Sem nenhum bicho local que tivesse
competência suficiente para tocar os destinos da nova fazenda, o militar trouxe
uma séquito de fora para ajudar na administração. Este ato criou uma espécie de
ritual cultural que é seguido até hoje: não há um governador ou prefeito da
capital da granja que não traga o seu staff. Talvez por serem muito
incompetentes, os bichos locais são indicados apenas para cargos nos segundos e
terceiros escalões ou então se contentam em ser funcionários comissionados. A
nova granja não tinha muitos bichos e os nativos além de broncos não formavam
uma grande população. Era preciso povoar o lugar e para isso abriram-se as
fronteiras e para lá despacharam levas e mais levas de desempregados e
excluídos das outras fazendas do país. A mecanização da agricultura no Sul
contribuiu para aumentar a diáspora de então.
Aos trancos e barrancos a nova roça começou
a funcionar. Mas ali tudo era precário e funcionava de forma improvisada. Para
acomodar tantos bichos, a natureza foi devastada sem dó nem piedade provocando
dessa maneira um dos maiores desastres ambientais de toda a região. Mesmo
admitindo a dificuldade para administrar o lugar, o coronel-governador
conclamava aos quatro cantos para todos os cidadãos do país ir morar na chácara.
Progresso nunca teve, apenas “um bicho,
sua mulher, cinco ou seis filhos, um cachorro e um saco de panelas”. Esse
era o investimento inicial por ali.
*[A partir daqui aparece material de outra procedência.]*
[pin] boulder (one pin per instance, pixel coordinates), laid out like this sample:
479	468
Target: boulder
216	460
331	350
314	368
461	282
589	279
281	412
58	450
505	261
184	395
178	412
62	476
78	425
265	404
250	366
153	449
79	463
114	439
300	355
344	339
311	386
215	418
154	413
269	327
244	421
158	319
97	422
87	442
Nenhum dos governadores, no entanto,
conseguiu governar bem. Os senadores nada fizeram também. Os deputados federais
se envolveram em escândalos políticos e maracutaias e os estaduais se danaram a
roubar e explorar sem tréguas os outros bichos.
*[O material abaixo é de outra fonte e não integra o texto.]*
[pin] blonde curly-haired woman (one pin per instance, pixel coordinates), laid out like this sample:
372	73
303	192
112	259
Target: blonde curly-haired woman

A triste sina da granja continuou,
infelizmente. O resto do país a tem hoje como um puteiro de quinta categoria, continua
a explorá-la sem tréguas e quase nada dá em troca. Levaram-lhe a energia boa e
barata e usam seu meio ambiente para produzir carne bovina e outros produtos
agropecuários. Os voos para lá são os mais caros e escassos. Na fazendola não
tem indústrias, não tem mão-de-obra de qualidade, não tem serviços nem medicina
“razoável” e muito menos IDH. Os
políticos locais fazem a festa em cima dos ignorantes bichos, pois desviam na
maior cara de pau todo o dinheiro público, mentem, constroem ponte escura sem ter
estrada, criam curso de Medicina sem hospital universitário, fazem intermináveis
viadutos tortos e íngremes, deixam cidades escuras feito breu, enganam a todos nas
campanhas políticas e sempre são reeleitos. A granja descrita por Orwell já
teve o seu fim. A nossa insiste em continuar existindo. Para quê?
*É
Professor em Porto Velho.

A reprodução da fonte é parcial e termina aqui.